From each place, he’s acquired objects: leaflets, photographs, a square of mottled carpet the color of moss. But not everything in his collection is the product of a journey. Some, like postcards from motels that no longer exist, are bought on eBay. Others are gifts from friends. A New Zealand suburb is represented by a map and a leaflet containing a bus route.

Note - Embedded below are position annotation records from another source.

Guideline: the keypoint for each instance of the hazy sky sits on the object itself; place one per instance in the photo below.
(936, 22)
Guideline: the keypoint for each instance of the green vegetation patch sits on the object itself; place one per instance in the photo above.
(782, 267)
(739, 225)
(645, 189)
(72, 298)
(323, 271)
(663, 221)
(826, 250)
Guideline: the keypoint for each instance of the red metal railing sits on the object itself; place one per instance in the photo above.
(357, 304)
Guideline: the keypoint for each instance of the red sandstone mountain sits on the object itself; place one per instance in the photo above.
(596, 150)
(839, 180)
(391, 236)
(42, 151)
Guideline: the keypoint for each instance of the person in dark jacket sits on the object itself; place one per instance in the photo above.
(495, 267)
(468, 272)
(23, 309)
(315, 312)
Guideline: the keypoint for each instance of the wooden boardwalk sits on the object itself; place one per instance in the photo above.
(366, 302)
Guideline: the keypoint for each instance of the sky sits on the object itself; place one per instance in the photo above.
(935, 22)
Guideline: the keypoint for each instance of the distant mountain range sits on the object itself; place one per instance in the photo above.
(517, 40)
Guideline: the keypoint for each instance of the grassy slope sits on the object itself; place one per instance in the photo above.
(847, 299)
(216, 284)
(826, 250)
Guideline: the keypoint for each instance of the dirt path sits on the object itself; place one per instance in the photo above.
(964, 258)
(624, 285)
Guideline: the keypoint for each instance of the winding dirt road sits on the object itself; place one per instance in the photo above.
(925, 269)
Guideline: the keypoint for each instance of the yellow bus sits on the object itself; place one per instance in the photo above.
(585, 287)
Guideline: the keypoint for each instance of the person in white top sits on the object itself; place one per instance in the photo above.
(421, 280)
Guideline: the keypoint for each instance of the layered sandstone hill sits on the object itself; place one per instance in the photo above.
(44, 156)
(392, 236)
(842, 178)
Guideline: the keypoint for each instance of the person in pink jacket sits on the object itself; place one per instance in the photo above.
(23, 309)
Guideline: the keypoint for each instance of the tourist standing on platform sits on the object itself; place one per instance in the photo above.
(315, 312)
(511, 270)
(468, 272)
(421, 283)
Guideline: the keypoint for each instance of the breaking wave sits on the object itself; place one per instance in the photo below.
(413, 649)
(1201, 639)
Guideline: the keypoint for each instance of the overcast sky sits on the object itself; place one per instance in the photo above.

Many of these places have been shored up from elaborate searches on Google Images. It’s at once art project and hobby, an odyssey across places real and forgotten.

Einbinder’s favorite piece is a painting of a woman with ice-skates.

Einbinder’s parents didn’t name him for a place. Glen, he says, is somehow related to the initials of his ancestors, with the “G” perhaps coming from a Great-Aunt Gussie. And Eden comes from the Jack London book Martin Eden, which his father was reading when Einbinder was born. Though the two together conjure up some pleasant idyll—Glen as a woodland valley, Eden as a garden—he didn’t realize the connection until he started to come across the huge volume of places that share his name.

In person, Einbinder is soft-spoken and self-effacing, with thick, sooty eyelashes and an open smile. He’s small and dark, a little androgynous, and lives alone in a neat, one-bedroom apartment near Brooklyn’s Green-Wood Cemetery. A piece of his own art, a woodwork of a bower bird’s nest and collection, hangs on the wall. After years of work at the Brooklyn Children’s Museum, as their Chief Engineer of Exhibits, he now freelances in museums across New York City, helping to design and execute exhibits and environments.

Glen Eden Einbinder, pictured in his home in Brooklyn.